Little by little, friendships are beginning to be established in Sydney. They are still tenuous, like the delicate roots of new pot plants. Marcus has invited me to breakfast. By the time I stumble from bed, find the restaurant and slide into my seat, Marcus has been to the gym and already had a preliminary breakfast with another friend of his. He has an hour before his next appointment. I gather that Marcus is something of a high achiever.
This is Sydney and it’s another glorious blue-sky morning. Ninety per-cent of the tables are positioned on a terrace under sun umbrellas. Business must be scant when it rains.

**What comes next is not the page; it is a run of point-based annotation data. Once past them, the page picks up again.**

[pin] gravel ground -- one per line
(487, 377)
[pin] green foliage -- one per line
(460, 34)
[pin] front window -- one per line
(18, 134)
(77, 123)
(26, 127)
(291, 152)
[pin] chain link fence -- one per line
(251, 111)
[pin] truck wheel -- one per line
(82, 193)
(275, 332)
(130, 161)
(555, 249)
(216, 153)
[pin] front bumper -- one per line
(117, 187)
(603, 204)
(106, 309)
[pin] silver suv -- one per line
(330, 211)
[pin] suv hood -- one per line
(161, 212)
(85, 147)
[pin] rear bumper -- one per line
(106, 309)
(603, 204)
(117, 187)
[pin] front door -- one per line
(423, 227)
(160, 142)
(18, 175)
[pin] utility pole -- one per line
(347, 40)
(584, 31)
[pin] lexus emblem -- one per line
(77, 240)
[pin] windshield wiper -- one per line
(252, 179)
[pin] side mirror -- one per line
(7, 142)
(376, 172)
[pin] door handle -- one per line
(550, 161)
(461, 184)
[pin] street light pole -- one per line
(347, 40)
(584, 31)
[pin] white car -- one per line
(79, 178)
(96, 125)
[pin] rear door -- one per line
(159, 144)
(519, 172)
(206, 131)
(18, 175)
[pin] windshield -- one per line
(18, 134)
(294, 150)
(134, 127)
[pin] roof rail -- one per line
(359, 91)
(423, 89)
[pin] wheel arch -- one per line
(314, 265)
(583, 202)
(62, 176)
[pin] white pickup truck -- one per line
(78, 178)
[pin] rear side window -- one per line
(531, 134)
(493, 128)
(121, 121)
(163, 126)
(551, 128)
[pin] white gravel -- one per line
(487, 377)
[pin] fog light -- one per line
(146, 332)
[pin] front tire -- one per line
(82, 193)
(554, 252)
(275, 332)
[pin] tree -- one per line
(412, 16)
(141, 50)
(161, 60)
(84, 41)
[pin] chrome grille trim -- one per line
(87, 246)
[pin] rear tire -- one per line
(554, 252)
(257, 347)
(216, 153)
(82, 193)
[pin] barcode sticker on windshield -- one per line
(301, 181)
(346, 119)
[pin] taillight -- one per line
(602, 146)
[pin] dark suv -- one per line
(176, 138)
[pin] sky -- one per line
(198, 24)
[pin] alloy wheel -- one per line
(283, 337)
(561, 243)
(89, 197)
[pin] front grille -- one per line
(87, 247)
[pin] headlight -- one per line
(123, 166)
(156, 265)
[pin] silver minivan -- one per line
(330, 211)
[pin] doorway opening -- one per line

“How are you?” he asks solicitously. That is just the wrong question. I burst into tears. I turn my head away in shame and flap at my face with a tissue. But the crying will not be suppressed. After a very long few minutes of sobbing in a crowded restaurant in the middle of a sunny Saturday morning I dare to turn back to face Marcus. He is gazing back at me with a look of clear, unsentimental compassion. It sets me off all over again. Marcus reaches across the table, wipes the scattered strands of mascara from my cheek with his thumb and then strokes my face with his palm until I am calm.
“Lily, you have to love yourself through this.” I look at him, “ But I don’t know how to. Everything I’ve done with the best of intentions has ended up being disastrous. I loved Nick and he has destroyed me. That is what my love does.”
“Do you agree that love is an action?” asks Marcus. I nod. “Then the answer is to do kind and loving things for yourself.” “Oh my God!” I say, “I’ve never looked at it like that.” Suddenly I am inspired. “What do I do? How do I start?”
“I want you to call me at eight a.m. every morning and tell me three loving actions that you are going to do for yourself today.”